The Germans from Russia are descendants of Germans who settled
in Russia during a period of approximately one hundred years,
from about 1763 to 1862. The history of German settlements in
Russia began with the reign of Tsarina Catherine II (Catherine
the Great) and her issuance of a manifesto in July 1763
ENTICING WEST EUROPEANS
TO SETTLE IN RUSSIA.
The manifesto of the Empress promised much to the new settlers:
freedom of religion, freedom from taxes for a five to thirty year
period, freedom from military service and generous allotments
of free land to farmers.By the end of 1767 German settlers, coming
primarily from central Germany, had organized more than one hundred
colonies along the Volga River, near Saratov, Russia. By 1869
the German population in the Volga region exceeded 250,000. Extensive
German settlements of a second area in Russia, the Black Sea Region,
began in 1803 when Czar Alexander I, a grandson of Catherine II,
issued a similar decree enticing foreigners
TO SETTLE IN SOUTH RUSSIA.
Several major colony groups were founded in the Black Sea region
and extending into the Crimea and to the Caucasus.

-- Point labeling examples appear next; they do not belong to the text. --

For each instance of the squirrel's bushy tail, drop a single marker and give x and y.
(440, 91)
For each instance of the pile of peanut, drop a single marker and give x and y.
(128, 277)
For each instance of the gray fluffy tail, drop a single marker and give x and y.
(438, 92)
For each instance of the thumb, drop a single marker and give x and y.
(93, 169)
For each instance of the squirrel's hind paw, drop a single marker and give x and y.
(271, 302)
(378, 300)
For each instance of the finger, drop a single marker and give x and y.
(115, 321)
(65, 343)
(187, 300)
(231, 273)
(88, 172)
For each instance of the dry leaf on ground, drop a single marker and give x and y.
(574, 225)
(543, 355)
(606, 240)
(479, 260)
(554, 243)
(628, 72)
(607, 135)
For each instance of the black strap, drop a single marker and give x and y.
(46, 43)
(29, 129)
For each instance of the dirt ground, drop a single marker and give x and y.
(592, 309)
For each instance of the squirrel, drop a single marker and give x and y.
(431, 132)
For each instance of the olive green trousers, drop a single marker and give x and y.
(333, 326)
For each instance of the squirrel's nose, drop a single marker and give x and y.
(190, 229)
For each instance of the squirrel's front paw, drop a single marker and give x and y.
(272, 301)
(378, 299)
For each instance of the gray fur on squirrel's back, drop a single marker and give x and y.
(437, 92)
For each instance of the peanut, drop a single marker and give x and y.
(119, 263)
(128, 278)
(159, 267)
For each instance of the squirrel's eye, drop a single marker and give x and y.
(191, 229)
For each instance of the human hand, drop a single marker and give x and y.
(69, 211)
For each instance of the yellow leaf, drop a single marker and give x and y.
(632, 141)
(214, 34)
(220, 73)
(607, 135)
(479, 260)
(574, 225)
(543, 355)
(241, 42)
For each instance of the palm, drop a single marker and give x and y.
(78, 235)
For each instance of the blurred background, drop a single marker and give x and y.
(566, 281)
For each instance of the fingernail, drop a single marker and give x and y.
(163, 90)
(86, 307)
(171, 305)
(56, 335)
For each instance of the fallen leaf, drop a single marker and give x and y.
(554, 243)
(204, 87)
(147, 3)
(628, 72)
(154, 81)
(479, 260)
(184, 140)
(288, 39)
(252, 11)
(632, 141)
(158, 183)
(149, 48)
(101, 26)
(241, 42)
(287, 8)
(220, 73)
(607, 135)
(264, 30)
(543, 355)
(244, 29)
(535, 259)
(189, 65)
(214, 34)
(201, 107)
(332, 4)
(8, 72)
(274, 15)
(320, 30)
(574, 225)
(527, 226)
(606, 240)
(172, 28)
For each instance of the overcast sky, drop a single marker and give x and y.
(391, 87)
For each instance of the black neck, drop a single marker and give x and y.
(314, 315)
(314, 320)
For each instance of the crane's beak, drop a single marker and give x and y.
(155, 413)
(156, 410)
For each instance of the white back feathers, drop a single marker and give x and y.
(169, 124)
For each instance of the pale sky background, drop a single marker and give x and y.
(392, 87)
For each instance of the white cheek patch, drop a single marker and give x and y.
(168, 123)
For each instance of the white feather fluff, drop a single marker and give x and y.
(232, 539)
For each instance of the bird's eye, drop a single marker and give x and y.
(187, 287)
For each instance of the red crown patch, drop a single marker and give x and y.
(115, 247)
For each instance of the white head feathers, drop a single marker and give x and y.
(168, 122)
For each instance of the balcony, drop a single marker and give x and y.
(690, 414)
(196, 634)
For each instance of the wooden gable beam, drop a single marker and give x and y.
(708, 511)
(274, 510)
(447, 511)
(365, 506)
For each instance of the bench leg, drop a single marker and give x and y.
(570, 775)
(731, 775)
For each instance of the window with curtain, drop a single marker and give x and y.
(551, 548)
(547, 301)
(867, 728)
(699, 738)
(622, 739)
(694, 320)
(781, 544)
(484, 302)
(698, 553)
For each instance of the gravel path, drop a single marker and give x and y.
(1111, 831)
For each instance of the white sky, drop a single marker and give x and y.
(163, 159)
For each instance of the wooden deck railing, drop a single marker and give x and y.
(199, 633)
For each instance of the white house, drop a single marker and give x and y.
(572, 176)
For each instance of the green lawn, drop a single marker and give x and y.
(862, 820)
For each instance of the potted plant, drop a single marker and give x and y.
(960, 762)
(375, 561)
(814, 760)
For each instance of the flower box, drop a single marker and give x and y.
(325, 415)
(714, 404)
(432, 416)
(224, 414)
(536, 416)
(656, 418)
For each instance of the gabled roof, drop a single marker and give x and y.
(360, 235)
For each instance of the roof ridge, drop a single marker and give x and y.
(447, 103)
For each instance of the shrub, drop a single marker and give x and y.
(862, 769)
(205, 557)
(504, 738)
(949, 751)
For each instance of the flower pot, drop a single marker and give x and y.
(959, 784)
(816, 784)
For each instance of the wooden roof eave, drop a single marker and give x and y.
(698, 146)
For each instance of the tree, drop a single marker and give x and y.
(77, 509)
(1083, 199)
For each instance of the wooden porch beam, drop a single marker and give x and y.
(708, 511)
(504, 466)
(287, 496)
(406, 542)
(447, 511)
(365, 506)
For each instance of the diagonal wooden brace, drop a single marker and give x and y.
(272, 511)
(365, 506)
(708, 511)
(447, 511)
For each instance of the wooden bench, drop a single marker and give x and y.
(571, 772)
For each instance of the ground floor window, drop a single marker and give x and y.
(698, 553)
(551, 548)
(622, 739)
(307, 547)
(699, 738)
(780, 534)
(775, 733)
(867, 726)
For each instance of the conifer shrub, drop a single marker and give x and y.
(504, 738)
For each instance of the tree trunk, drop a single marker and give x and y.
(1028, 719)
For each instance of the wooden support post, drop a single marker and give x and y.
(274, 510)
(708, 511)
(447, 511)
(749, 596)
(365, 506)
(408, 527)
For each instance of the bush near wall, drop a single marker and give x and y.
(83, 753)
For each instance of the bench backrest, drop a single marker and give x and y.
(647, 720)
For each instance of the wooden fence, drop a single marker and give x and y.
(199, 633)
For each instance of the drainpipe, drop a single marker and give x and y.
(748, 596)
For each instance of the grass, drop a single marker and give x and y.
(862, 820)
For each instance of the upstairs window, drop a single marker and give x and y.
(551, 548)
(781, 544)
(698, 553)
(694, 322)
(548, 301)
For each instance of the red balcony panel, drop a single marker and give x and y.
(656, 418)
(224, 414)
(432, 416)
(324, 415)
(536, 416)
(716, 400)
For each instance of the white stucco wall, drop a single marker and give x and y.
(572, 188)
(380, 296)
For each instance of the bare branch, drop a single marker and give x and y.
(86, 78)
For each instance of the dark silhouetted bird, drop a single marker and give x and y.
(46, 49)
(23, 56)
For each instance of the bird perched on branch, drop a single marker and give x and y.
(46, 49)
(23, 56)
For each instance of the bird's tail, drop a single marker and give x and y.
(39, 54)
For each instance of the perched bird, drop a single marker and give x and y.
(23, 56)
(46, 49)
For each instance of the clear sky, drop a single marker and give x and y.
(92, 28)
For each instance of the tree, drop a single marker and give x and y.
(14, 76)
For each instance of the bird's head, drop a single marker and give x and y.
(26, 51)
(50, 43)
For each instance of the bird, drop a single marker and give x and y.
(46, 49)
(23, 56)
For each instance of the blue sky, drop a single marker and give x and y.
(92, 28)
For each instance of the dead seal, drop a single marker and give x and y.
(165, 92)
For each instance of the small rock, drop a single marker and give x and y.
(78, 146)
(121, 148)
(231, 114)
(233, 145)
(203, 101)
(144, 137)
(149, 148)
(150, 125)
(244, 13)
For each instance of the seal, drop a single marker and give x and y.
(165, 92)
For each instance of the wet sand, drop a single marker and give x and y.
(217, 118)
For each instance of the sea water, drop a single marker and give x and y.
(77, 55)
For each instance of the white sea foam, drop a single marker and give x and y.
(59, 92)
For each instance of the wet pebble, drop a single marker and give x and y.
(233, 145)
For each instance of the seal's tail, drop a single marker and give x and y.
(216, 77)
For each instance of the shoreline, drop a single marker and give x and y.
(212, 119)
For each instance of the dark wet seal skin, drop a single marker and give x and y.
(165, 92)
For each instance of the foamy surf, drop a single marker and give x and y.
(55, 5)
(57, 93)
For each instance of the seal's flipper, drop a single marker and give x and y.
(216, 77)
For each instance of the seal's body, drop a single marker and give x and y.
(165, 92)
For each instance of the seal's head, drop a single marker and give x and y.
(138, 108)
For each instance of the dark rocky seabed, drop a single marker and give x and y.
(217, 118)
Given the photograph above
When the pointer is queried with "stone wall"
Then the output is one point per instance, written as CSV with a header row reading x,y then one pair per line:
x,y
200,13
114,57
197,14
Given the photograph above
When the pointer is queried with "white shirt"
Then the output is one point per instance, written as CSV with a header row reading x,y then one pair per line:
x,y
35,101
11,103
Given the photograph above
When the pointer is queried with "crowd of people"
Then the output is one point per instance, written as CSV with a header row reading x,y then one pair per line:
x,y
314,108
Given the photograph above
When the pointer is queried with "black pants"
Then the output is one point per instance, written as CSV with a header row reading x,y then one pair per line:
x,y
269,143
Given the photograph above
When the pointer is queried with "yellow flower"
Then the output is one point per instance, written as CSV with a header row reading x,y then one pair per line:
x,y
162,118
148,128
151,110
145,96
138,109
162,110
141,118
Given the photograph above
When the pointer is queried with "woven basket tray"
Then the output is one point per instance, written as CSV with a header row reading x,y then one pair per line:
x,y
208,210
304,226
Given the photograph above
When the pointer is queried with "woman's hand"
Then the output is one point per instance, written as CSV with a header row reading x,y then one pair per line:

The Black Sea
Germans came primarily from southern Germany but a substantial
number (Mennonites) also came from the Danzig area in Prussia.German
colonization of Bessarabia began in 1812 when Russia acquired
this territory from the Ottoman Empire. Two other areas in Russia
where large numbers of Germans settled were Volhynia and the Baltic
provinces.
IN RUSSIA, THE GERMANS LIVED IN CLOSED COLONIES
(isolated from their Russian neighbors) and retained their language,
religion, food and culture. The settlers were to find however
that the generous provisions made in the manifesto of Catherine
II and Alexander I were not going to be honored forever. Beginning
in the 1870's
THEIR SPECIAL RIGHTS WERE GRADUALLY TAKEN AWAY.
The colonists became subject to the military draft, lost their
right to local self-government, and the right to keep their own
German-language schools. As the conditions in Russia became less
and less favorable, the Germans looked to the New World for resettlement.
THEY BEGAN EMIGRATING TO THE UNITED STATES
(to Kansas, Nebraska, California, North and South Dakota, Colorado,
Washington State and others), to the prairie provinces of Canada,
and to South America. A substantial number remained in Russia,
however, to face the bitter consequences of the Russian Revolution
and the World Wars. An estimated two million people of German
ethnic origin remain in the CIS today, living primarily in the
Asiatic part far to the east of the colonial homes of their forefathers.